“Gray skies are gonna clear up”
“Put on a happy face”
“Brush off the clouds and cheer up”
“Put on a happy face…”
[Lyrics of the song, “Put on a Happy Face” from the musical, “Bye Bye Birdie” (1960)]
This month’s post is going to be a little different. For one thing it will be a bit shorter because I just don’t want to completely spend my Summer (or Fall or… you get the picture) writing long posts while developing a skin tone that looks paler than one of Dracula’s kids. Second, this post will be specifically focused on a feeling or action that one can ascribe to a specific actor. What do I mean by that? Well, not to sound like a psychologist, but certain actors can evoke a feeling or an adjective that they are synonymous with.
For example, if you mention actor, Robin Williams, how would you label him maybe in one word? I would label him “manic” for example since that adjective defines someone who is “showing wild, apparently deranged, excitement and energy.” This definition you can find online and you could definitely see Williams, or Jim Carrey fitting into that category even though they were good enough actors to step outside of that classification at times. As another example, what one word could you use to label an actor such as James Cagney? Here I would label him as “animated” since the adjective defines someone who is “full of life or excitement; lively” (another online definition). Cagney was animated as Hell and it showed in his performances both as an actor and also in roles where he danced which people tended to overlook even though he won an Oscar playing George M. Cohan in the movie, “Yankee Doodle Dandy” (1942) and in which he also did a number of dance routines.
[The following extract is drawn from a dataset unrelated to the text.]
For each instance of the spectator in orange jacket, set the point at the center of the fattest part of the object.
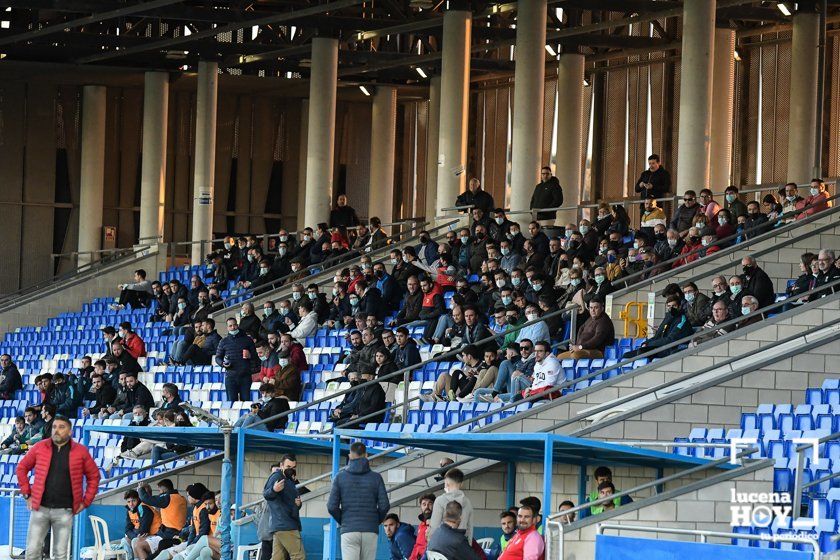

“OK”, you may be saying! “So What?” Well here is where this post may start to get a little bit more intriguing. The examples that I just mentioned are pretty easy. However, what if I used a term to apply to an actor that you never would have thought of? Well besides telling me that I am full of it, wouldn’t it be interesting if I then tried to prove it? That is why this post will be shorter. It will be because I’m trying to prove it to you for just one particular actor.
Now who would that actor be? It would definitely have to be someone well known to you all. It would also have to be someone that you would probably never think would be labeled by a particular word that I would use. Now first, what would that word be? If you haven’t paid attention, I’ve already used the word in this post. As a matter of fact, I used the word in this Post’s “Heading!” That’s right (as you all just looked up), the word is “DESPAIR”.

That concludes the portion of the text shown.